Bullets spat from JK49s and Carter leapt swiftly into the forest, rolling behind a fallen conifer where Natasha crouched. The Nex sprinted towards the destroyed Comanche, kneeling beside the fallen pilot. Their grey-balaclava-clad heads turned as their stares fixed on Carter. They rose to their feet and began to run towards the Spiral agents.

Carter’s Browning boomed in his fist. One of the Nex was sent slamming to the ground with its blended insect-human brain spreading in a bone-scattered pool of pink snow-mush.

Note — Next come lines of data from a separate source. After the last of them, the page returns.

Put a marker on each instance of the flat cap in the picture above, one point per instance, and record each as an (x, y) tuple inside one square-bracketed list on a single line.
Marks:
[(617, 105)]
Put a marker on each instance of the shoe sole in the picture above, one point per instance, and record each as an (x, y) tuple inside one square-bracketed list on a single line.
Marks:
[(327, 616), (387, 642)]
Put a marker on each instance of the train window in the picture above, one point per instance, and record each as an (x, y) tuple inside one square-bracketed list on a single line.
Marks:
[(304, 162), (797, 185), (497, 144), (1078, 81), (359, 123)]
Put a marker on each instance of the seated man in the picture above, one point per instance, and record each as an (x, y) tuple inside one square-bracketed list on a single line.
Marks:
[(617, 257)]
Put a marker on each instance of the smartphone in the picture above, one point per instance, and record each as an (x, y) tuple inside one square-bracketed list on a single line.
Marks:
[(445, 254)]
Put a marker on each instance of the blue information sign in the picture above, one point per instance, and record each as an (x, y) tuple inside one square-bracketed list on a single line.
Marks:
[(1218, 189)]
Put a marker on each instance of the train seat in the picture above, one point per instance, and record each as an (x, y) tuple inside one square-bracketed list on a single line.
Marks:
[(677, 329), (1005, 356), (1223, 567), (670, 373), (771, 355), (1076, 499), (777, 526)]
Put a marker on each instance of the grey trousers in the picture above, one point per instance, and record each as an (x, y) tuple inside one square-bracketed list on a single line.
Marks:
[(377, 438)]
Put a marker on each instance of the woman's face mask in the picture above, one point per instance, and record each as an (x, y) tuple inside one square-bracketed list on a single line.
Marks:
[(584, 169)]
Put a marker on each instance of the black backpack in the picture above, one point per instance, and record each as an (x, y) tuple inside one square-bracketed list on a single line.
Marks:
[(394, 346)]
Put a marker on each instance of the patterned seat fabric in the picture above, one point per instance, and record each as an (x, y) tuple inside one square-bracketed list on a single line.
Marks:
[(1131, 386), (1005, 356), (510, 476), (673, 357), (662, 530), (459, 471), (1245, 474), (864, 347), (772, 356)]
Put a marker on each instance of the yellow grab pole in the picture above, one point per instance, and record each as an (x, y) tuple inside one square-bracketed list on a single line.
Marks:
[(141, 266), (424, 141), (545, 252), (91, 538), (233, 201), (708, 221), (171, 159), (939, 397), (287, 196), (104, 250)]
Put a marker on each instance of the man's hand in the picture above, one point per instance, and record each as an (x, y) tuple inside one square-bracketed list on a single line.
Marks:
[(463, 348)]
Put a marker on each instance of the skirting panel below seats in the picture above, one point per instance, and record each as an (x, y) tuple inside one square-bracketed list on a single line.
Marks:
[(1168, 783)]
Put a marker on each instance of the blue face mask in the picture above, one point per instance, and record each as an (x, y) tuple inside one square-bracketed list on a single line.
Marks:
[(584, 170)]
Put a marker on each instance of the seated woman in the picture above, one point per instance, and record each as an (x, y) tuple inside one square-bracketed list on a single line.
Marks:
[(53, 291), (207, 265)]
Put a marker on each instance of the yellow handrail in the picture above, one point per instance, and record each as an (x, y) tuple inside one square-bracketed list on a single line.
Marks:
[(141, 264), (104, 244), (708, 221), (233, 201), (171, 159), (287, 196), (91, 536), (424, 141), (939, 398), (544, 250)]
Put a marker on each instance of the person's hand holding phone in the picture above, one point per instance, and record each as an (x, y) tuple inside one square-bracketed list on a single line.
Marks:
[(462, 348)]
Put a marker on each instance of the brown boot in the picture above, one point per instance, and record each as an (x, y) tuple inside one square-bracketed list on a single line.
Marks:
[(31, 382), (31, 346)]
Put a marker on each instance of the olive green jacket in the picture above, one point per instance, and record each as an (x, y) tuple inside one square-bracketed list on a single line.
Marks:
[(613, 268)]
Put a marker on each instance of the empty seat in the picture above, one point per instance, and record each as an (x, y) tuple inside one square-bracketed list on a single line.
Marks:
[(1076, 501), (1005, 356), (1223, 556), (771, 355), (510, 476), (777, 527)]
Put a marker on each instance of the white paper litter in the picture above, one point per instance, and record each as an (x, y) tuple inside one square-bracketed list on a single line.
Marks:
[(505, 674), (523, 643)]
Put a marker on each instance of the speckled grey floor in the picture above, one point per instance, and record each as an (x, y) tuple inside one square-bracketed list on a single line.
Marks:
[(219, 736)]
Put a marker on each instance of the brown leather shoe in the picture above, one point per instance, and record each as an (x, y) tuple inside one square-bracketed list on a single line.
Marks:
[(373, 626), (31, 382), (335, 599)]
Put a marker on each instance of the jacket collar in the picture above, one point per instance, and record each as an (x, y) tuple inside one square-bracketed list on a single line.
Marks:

‘One down,’ muttered Natasha, taking aim—

The other two continued their charge.

They moved fast - inhumanly fast...

But then, the Nex were not human.

Natasha fired, once, twice, three times. The Nex weaved left and right, keeping low, legs pumping, JK49s stitching a line of bullets in the log behind which the two Spiral operatives crouched, making Natasha yelp and duck. But Carter’s Browning fired seven times, the gun heavy in his fist, and the second Nex was sent sprawling in the snow with only a gruesome ring of smashed bone where once the masked face had been.


That’s my boy,’
cheered Kade.

Carter snarled as the final Nex reached the log and leapt, its sub-machine gun tracking him as the Browning jerked up. Carter could still see the eyes of the dead Spiral pilot, surrounded by melted flesh: the HiPower jolted in his grip and five bullets sent the Nex lurching over him, legs kicking, blood spraying, to sprawl against a tree and fall twisted and dead among its roots.